There are many forms of consensual non monogamy, ways which people in a relationship negotiate sex and intimacy outside of traditional norms. From car keys in the middle of the room swinging through hand-fasted triads, to relationship anarchy, people have been saying for a while now that there are other ways of doing relationships. Of course, as many advocates of polygamy will point out, traditional depends on where you are standing, and there are a number of cultures across the world who have had different models of how adult relationships can work
Whatever someone calls their way of doing relationships, they encounter the same questions, preconceptions and stereotypes from monogamous people.
1. You must be sex mad!
Some forms of consensual non monogamy are based around sexual encounters, swinging for example. In swinging single people and couples believe that sex is not just reserved for those with whom you have an emotional bond. However, many swingers will only "play" (a term which highlights the easy going, light hearted attitude taken to sex) with those they have built some form of an emotional relationship with. There are very few hard and fast rules around swinging, other than the golden rule of consent.
Many non monogamous people however do not see their relationships as about more sex, but more love, that is what polyamory means after all -- "many loves." For them the idea that they are just looking for more sexual partners is hurtful, it's about love, emotional connection, not bed hopping. A joke in policy circles is that you need google calendar more than you need a bag of sex toys!
2. I could never have an affair
So often people confuse being unfaithful with polyamory, and its probably the statement which causes more anger than any other. Poly, or whatever form of consensual non monogamy someone practices, is consensual, but people seem to skim over the all important "c word." If you are deceiving a partner, going behind their back, it's not polyamory, it's not consensual for all parties involved. If you ever want to see sparks fly, mention those on poly forums and sites who claim to be poly, but without the consent of their partners. Whilst it is of course difficult if you realize after marriage that you and your partner have different views on monogamy, the ethical solution is to talk, and negotiate. I know from my client work that this is not as impossible as some might suppose. If you are meeting others without the consent of your partner, its a lot of things, but it is not poly.
3. It must be wonderful to never get jealous.
There are some people who don't seem to get jealous. There are far more people who know that jealousy is a destructive emotion, which eats away at our joy and happiness. Choosing non monogamy does not mean you do not get jealous, there isn't a handy switch you can turn off. For many poly people it's about accepting that jealousy isn't a positive emotion, and working through their feelings rather than giving full reign to them. They may well be jealous, but, they choose not to let the emotion control things. The lovely polar opposite of jealousy is compersion, a beautiful concept, pleasure in a partner's relationship with another.
4. But what about the children!
It's a cry many LGBTQ people are used to hearing, and many Pride parades will have a poly section, as a lot of similar prejudices are faced. I can safely say, as a therapist, and parent, children need love, support, acceptance, and the makeup of the family which provides that is far less relevant to their health and happiness than the fact it is provided.
5. But who do you really love?
In some ways this is like the question children ask their parents -- "But which of us do you love the most?" It can be difficult to explain that love doesn't work like that, your children can be very different, and yet loved equally. So it is for poly people. Some do have primary partners, someone they see as their life partner, whilst others dislike this as too hierarchical.However most poly people reject the idea that a relationship is somehow more real or valid because its with one person, over another. The relative new concept of relationship anarchy challenges the idea that people we have sex with should have primacy. It may sound odd, but how many of us have a close friend, who sticks with us through thick and thin, who is always there when a relationship ends?

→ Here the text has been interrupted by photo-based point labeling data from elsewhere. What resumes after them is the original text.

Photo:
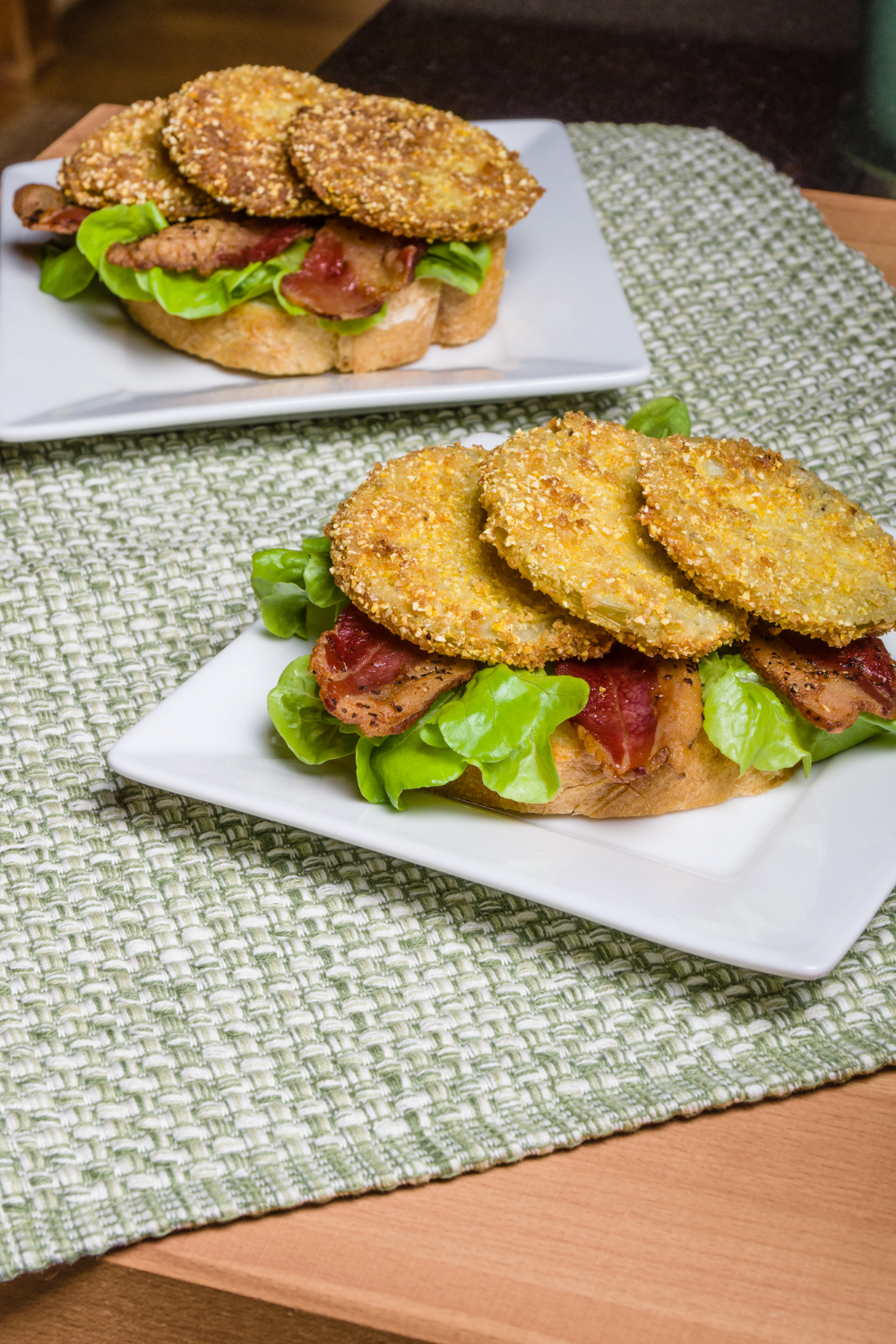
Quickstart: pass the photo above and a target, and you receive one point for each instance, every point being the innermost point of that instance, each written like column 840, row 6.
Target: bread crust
column 587, row 792
column 402, row 338
column 255, row 336
column 465, row 317
column 260, row 338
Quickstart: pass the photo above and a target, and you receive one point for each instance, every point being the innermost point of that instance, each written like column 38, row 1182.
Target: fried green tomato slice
column 228, row 134
column 562, row 507
column 125, row 161
column 406, row 548
column 756, row 530
column 406, row 168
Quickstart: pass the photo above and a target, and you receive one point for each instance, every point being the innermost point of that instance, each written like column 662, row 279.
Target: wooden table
column 758, row 1225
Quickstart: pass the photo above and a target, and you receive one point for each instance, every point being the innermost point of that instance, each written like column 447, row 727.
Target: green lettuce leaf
column 65, row 271
column 389, row 766
column 661, row 417
column 754, row 726
column 462, row 265
column 501, row 720
column 297, row 712
column 296, row 589
column 180, row 293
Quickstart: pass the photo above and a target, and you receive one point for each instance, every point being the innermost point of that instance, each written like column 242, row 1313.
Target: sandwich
column 591, row 618
column 276, row 223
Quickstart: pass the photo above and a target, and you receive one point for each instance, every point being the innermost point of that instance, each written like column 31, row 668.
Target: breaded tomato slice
column 406, row 548
column 125, row 161
column 410, row 169
column 228, row 134
column 756, row 530
column 562, row 507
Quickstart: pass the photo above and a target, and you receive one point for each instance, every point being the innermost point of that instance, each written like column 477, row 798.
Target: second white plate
column 83, row 367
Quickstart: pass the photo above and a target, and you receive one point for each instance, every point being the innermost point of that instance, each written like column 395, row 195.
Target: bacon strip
column 829, row 687
column 349, row 271
column 210, row 245
column 378, row 682
column 641, row 714
column 40, row 206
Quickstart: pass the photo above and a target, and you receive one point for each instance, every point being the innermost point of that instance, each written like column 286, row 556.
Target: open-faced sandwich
column 271, row 222
column 590, row 618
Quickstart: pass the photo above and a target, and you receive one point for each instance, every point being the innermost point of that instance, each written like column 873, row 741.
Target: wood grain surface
column 759, row 1225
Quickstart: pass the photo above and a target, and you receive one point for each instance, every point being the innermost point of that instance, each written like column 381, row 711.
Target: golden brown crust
column 406, row 548
column 411, row 169
column 402, row 338
column 562, row 508
column 125, row 161
column 228, row 134
column 756, row 530
column 465, row 317
column 584, row 789
column 255, row 336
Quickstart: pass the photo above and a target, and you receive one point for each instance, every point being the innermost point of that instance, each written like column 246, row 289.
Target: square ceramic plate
column 83, row 368
column 782, row 883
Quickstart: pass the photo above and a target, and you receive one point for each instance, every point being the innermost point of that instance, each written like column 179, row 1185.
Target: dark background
column 771, row 73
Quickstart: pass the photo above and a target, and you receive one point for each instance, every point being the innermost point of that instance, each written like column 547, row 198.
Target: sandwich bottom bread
column 261, row 338
column 707, row 777
column 440, row 666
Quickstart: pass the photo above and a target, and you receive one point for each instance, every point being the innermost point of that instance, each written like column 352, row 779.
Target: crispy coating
column 125, row 161
column 756, row 530
column 562, row 507
column 408, row 168
column 228, row 134
column 406, row 548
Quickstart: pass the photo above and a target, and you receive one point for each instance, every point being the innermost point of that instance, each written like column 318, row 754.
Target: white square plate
column 782, row 883
column 83, row 367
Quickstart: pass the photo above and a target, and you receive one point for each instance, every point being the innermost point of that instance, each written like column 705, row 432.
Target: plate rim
column 131, row 760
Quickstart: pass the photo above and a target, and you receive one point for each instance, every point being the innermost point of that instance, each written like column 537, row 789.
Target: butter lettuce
column 297, row 712
column 65, row 271
column 296, row 589
column 501, row 722
column 462, row 265
column 750, row 723
column 661, row 417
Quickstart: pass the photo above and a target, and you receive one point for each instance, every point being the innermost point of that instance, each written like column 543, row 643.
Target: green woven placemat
column 204, row 1015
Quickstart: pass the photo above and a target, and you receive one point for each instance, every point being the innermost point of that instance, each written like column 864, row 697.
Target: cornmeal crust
column 410, row 169
column 756, row 530
column 562, row 507
column 406, row 548
column 228, row 134
column 125, row 161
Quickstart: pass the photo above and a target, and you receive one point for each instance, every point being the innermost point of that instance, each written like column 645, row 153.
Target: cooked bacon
column 39, row 206
column 349, row 271
column 209, row 245
column 829, row 687
column 378, row 682
column 641, row 714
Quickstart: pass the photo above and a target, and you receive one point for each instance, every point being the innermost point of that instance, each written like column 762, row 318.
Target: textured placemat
column 204, row 1015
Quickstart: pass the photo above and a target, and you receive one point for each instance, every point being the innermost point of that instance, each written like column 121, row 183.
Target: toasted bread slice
column 261, row 338
column 463, row 317
column 586, row 792
column 255, row 336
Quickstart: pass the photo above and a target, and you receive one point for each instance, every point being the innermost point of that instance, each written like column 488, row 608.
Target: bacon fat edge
column 378, row 682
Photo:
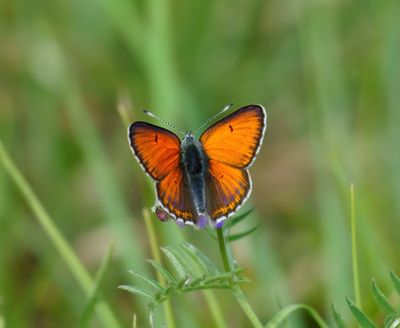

These friends know us better than any partner, and relationship anarchy suggests should not be considered a lesser relationship.
6. Will you sleep with me?
This is often put less politely, but it's a common question . Related to the first point, just because someone is not monogamous, doesn't mean they want to have sex with you. So many poly women and nonbinary people have told me this is a huge issue for them. The minute they mention they are non monogamous huge assumptions are made. It is important to remember that many poly people only have sex within committed emotional relationships, so no, they probably aren't going to get naked within seconds of meeting you.
7. I could never convince my wife to do that
This infuriates for two reasons. Poly is about all parties agreeing, not about coercion, or convincing someone to do something against their will. Poly is not for everyone; I personally believe some people are naturally inclined to be monogamous, and others are not. It is also suggesting that women are not active in, or desiring of poly, but are led by male partners and husbands, who have forced them into it. Women can, and do, suggest exploring polyamory, and want polyamorous relationships.
More and more people are looking at other ways of doing relationships, ways which try to avoid the pitfalls of traditional monogamy. Rejecting the idea of the "one" sold to us by Hollywood and romantic fiction, and instead trying to work out for themselves what does, and doesn't work. Usually it's less porn hub, and more conventional than you might imagine, especially if you drop the assumptions and stereotypes.